Два фронта

Дмитрий Красавин
Моим самым близким другом детства был Женя Шаронов. Мы жили в соседних коммунальных квартирах, ходили друг к другу в гости, делились игрушками, сладостями. Любили слушать рассказы его отца фронтовика о том, как тот ходил добывать «языков».
Дядя Сережа, отец Жени, был непревзойденным рассказчиком. Он с удовольствием погружался в лабиринты памяти, что-то присочинял, что-то приукрашивал, а мы затаив дыхание следовали за ним.
И вот уже нет ни стен квартиры, ни стульев, на которых мы сидим. Вокруг нас лес, ночная тьма, разрезаемая лучами прожекторов. Распластавшись по земле, мы по-пластунски ползем втроем под колючей проволокой через линию фронта. С воздуха нас прикрывают наши самолеты…

Я немного завидовал Женьке — его отец был на фронте, а мой — нет. Как-то с соответствующими претензиями по этому поводу я обратился к своему отцу. Он не стал оправдываться, перенаправил меня к маме. От мамы я узнал, что победа в той войне была бы невозможна, если бы не такие люди, как мой папа. Он работал старшим мастером в одном из цехов 26-го моторостроительного завода, изготовлявшим двигатели для истребителей и скоростных бомбардировщиков. Стрелять из автоматов и винтовок можно за месяц-другой научить любого, а чтобы читать сложные чертежи, вытачивать по ним детали, руководить другими людьми и обучать их, нужны годы. Поэтому для таких классных специалистов, как мой отец, фронтом стал завод. От их работы зависело — смогут ли наши самолеты побеждать в воздушных боях мессершмиттов и юнкерсов.
Работа отца требовала не только сил и знаний, но и мужества, дисциплинированности. «Те лишения, через которые он и его товарищи прошли, были не менее, а подчас и более суровыми, чем на передовой. Вот только рассказывать о том, как все было, нельзя — секрет». Для убедительности мама достала из верхнего ящика комода их с отцом медали «За доблестный труд в годы войны», ворох выданных папе на заводе почетных грамот, и мы долго все это вместе с ней рассматривали.

Претензий к отцу я больше не предъявлял, хотя в глубине души по-прежнему считал, что Женьке с его героическим папой повезло больше. Что из того, что мой отец много сделал для победы — все равно рассказывать об этом никому ничего нельзя, а дядя Сережа через линию фронта за «языками» ходил, и все об этом знают!
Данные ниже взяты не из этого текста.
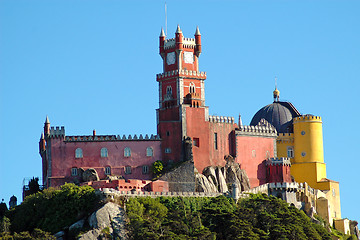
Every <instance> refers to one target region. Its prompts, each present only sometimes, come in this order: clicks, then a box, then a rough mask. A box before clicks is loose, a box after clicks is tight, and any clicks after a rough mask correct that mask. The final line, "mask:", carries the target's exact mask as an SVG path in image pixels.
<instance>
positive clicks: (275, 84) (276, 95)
mask: <svg viewBox="0 0 360 240" xmlns="http://www.w3.org/2000/svg"><path fill="white" fill-rule="evenodd" d="M276 82H277V78H276V77H275V90H274V91H273V96H274V102H278V101H279V98H280V91H279V90H278V89H277V83H276Z"/></svg>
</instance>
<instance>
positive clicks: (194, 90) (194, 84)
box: [189, 82, 196, 93]
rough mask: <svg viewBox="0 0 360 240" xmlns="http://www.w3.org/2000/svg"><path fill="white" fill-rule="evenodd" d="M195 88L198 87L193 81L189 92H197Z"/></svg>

Потом как-то в разговоре со взрослыми мама в сердцах сказала, что папиными грамотами можно все обои в наших комнатах оклеить, а реальной пользы от них никакой — сколько лет начальство обещает дать новую квартиру*, а вместо нее отделывается красивыми бумажками с печатями и портретами вождей. Ореол папиных грамот от ее слов сильно потускнел, и я про них никому, даже Жене Шаронову, больше никогда не говорил.

* Вопросы выделения работникам завода новых квартир решались тогда администрацией завода совместно с парткомом и профкомом, а в парткоме на папу «зуб держали» и за его, тогда еще не реабилитированного отца, и за отказ погашать задолженность по партвзносам.
Задолженность возникла не по его вине. После войны, когда эвакуированные в Уфу работники завода смогли вернуться в Рыбинск, папу с Уфимского завода не отпустили. Мама посылала туда документы о болезни дочери, о своей беременности — бесполезно. На все эти доводы у  парторга Уфимского завода был один убийственный ответ: «Партия лучше знает, где нужнее кадры».
Папа договорился с начальником цеха, получил расчет и уехал, невзирая на угрозы парторга. Потом он несколько раз из Рыбинска писал в Уфу, чтобы выслали партийные документы — безответно. В конце концов, его вызвали в Ярославский обком партии и поставили условие — незамедлительно погаси задолженность по партвзносам или исключим из партии. Папа отказался гасить задолженность: «Не моя вина, что в Уфе с учета не снимали. А сейчас таких денег нет: троих детей и жену надо кормить». За неуплату взносов папу исключили из партии.